I love the companionship that is born when reading a book set in a familiar place. I’m currently reading Little Fires Everywhere by Celeste Ng. It’s a novel that takes place not only in a familiar geographic region but also a nostalgic era of my life, with characters the same age as myself during that season.
There is pleasure in shared spaces and shared history, even if this author’s story is fiction, there’s something that delights us to hold a place in common with others. It’s the same feeling I have when someone says, “Oh, we vacation at that beach too!” or names a far-off city I visited once, or “no kidding, you’re from _________?! Us too! Small world!”
The same sensation overwhelmed me standing outside of Westminster Abbey, walking the halls of the Tower of London, all the strings of history that have been woven to arrive at this present day.

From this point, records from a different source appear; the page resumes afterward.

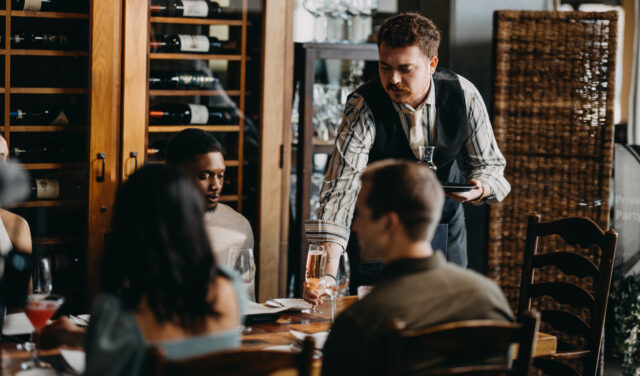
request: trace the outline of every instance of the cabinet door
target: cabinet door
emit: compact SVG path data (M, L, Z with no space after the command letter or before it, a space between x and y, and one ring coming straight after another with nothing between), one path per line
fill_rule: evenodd
M112 195L104 187L115 185L107 177L96 186L95 172L102 170L93 163L96 146L113 155L108 137L96 132L106 116L92 112L113 106L112 98L96 95L111 82L95 80L91 69L102 59L92 46L118 38L117 32L96 32L107 11L118 18L114 2L105 0L0 4L3 135L10 158L29 172L31 181L30 196L10 210L29 223L36 257L50 259L53 289L65 295L67 311L86 310L93 239L105 228L89 198L100 196L96 203L110 207ZM96 13L100 17L93 17ZM107 145L91 144L97 140ZM115 163L108 164L107 174L108 167L115 171Z
M284 179L279 151L288 127L283 124L283 106L285 88L290 86L284 78L290 64L282 62L292 56L285 55L284 33L276 36L273 55L264 46L268 30L287 30L283 23L291 23L286 12L291 3L124 1L120 176L126 179L136 164L164 163L167 143L184 129L212 133L223 146L227 168L221 202L252 225L258 285L269 286L265 296L278 294L274 281L279 275L282 238L286 238L277 220L286 205L281 200ZM266 22L265 15L274 6L284 6L285 12L276 16L277 21ZM274 76L278 82L265 81L269 66L272 73L278 70ZM264 101L265 92L279 99L275 105ZM276 120L266 125L265 119ZM269 142L267 150L264 142ZM275 205L261 206L264 184L268 192L277 192L278 199L271 196L269 201ZM263 220L274 213L275 220ZM268 234L266 244L259 234Z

There’s so much more entangled in physical space. Memory presents its prickly burr and sticks, accumulating until a place is heavy with it. With Ng’s characters in Shaker I remember trips to Beachwood Place with friends and the collision of my very white upbringing with other ethnicities, I remember all the complications of being female and mother and teen girl. I was there. With Scott Russell Sanders I explore the wilderness of Northeastern Ohio. I was there too.
And on and on it goes, the local and personal turned into a sharp spark of connection that says we are not so alone in our experience here in this world. We are bound together in this humanity. These narratives draw meaning from the otherwise random chaos of experience. Me too. I was there too.